The last key change that must take place is for more money to be spent on upgrading security levels. In the L. A. Times article Sen. Pete V. Domenici said that a bill recently passed that would set aside an increase of $102.2 million for the D.
O. E. That raises their budget to over $4.4 billion to operate the three major laboratories where top-secret information is kept. With the money finally there for changes to now take place, we can only wait and see. In a report by CNN on October 27th, 1999, government officials led by Rep. Fred Upton, (R-Michigan) plan on visiting the sites where the money has gone for security changes.
Upton thinks that by him and others visiting these sites, that it will put pressure on them to better protect the nations secrets. If real significant changes were made then they will not get to see very much. Hopefully they will be told that they do not have the proper clearance to see what changes were implemented and their access will be denied. The real reason we are at risk and should be scared by this is because China now holds the power to bomb, as well as other countries as far away as Russia. From a report released by C-SPAN the government says “Chinese strategic nuclear efforts have focused on developing and deploying a survivable long-range missile force that can hold a significant portion of the U S and Russian populations at risk in a retaliatory strike.

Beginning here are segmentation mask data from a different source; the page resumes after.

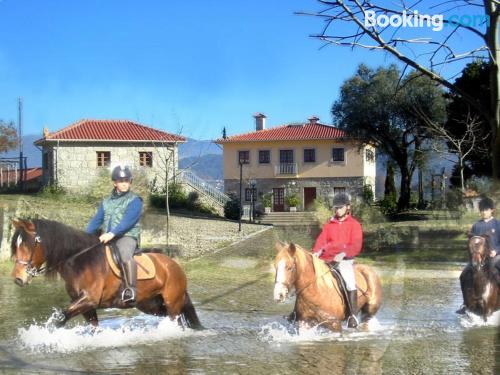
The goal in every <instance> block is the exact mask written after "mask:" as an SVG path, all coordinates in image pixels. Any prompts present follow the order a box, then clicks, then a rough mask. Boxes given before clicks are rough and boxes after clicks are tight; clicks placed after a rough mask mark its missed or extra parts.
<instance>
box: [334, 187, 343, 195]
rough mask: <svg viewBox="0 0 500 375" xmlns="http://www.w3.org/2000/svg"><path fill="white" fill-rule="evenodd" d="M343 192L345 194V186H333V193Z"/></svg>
mask: <svg viewBox="0 0 500 375" xmlns="http://www.w3.org/2000/svg"><path fill="white" fill-rule="evenodd" d="M341 193H344V194H345V187H344V188H340V187H338V188H336V187H334V188H333V195H337V194H341Z"/></svg>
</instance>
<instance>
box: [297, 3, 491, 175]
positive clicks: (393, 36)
mask: <svg viewBox="0 0 500 375" xmlns="http://www.w3.org/2000/svg"><path fill="white" fill-rule="evenodd" d="M318 1H319V3H321V4H322V5H323V6H324V9H322V10H321V11H318V12H312V13H311V12H299V14H303V15H312V16H316V17H320V18H322V19H323V20H324V21H325V26H324V28H323V30H322V32H321V33H319V34H317V35H312V36H313V37H315V38H319V39H320V40H322V41H324V42H326V44H327V45H328V44H333V45H338V46H347V47H351V48H355V47H357V48H366V49H370V50H382V51H385V52H388V53H389V54H391V55H392V56H394V57H396V58H397V59H398V60H400V61H402V62H403V63H404V64H406V68H407V67H411V68H414V69H415V70H417V71H418V72H420V73H421V74H423V75H426V76H428V77H430V78H431V79H432V80H434V81H436V82H438V83H439V84H441V85H443V86H444V87H446V88H447V89H449V90H451V91H453V92H455V93H457V94H459V95H460V96H462V97H463V98H464V100H466V101H467V102H468V103H469V104H470V105H471V106H472V107H474V108H475V109H476V110H477V111H478V112H479V113H481V115H482V116H484V118H486V119H487V120H488V122H489V124H490V126H491V130H492V135H493V136H492V143H491V153H492V166H493V176H494V177H495V178H496V179H498V178H499V177H500V175H499V174H500V75H499V67H498V62H499V61H498V60H499V57H500V51H499V40H498V38H499V35H498V30H499V26H500V1H499V0H449V1H443V2H440V3H439V4H437V5H435V6H431V7H428V8H425V5H424V2H423V1H422V0H414V1H413V2H411V3H410V2H409V1H405V0H399V1H393V2H390V3H389V2H387V1H382V0H373V1H366V0H352V1H349V2H347V1H344V0H336V1H324V0H318ZM388 3H389V4H391V5H389V6H387V5H385V4H388ZM427 11H429V12H432V13H434V15H432V16H431V15H429V14H426V13H425V12H427ZM438 12H439V13H438ZM457 12H460V14H461V15H462V16H461V17H462V19H461V18H460V17H459V16H458V13H457ZM464 15H465V16H467V17H469V18H467V21H468V22H464V21H465V19H464V18H463V17H465V16H464ZM481 17H482V18H481ZM374 20H378V21H377V22H373V21H374ZM471 20H472V21H474V22H469V21H471ZM367 21H368V22H367ZM379 21H380V22H379ZM429 27H433V31H434V32H433V35H432V37H429V30H428V28H429ZM438 31H439V32H438ZM464 33H467V34H470V35H472V37H473V38H475V45H474V47H469V48H466V43H463V40H462V39H460V38H462V37H463V34H464ZM471 59H472V60H473V59H482V60H486V61H488V62H489V64H490V67H491V70H490V89H491V100H490V108H484V106H483V105H481V103H480V102H479V101H478V100H477V99H476V98H474V97H473V96H471V95H469V94H468V93H467V92H465V91H464V90H462V89H461V88H460V87H457V86H456V85H455V84H454V83H453V82H452V79H453V75H452V76H447V75H449V74H450V71H449V69H450V68H452V64H454V63H463V61H464V60H465V61H467V60H471ZM406 68H405V69H406ZM404 73H405V71H403V73H402V75H404Z"/></svg>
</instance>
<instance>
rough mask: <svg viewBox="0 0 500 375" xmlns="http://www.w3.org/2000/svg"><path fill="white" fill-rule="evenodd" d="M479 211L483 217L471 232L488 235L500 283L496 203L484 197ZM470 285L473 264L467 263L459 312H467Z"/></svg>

We must prevent this from happening in the future again. We might have lucked out that China was the one that ended up with all of this information and not Iraq. Our government can not allow glitches in our home security systems. By spending more money for a more sophisticated security system, lowering the number of people with access, and separating the nuclear department from the D.O.E. we can prevent this from happening again.
These changes must be made immediately. On May 25,1999 the President spoke on this matter saying, “The objective is to ensure that U S national secrets are protected and that our civilian technology is not diverted for military purposes.” While he is saying what we all want to hear, it is not necessarily what is going to happen. We need to follow up on this matter and stay educated on our national security. If it comes around to the people as voters, we must choose to protect our security at almost any cost. Our security is our freedom, and if it falls into the wrong hands we risk losing that. Nobody is willing to risk that.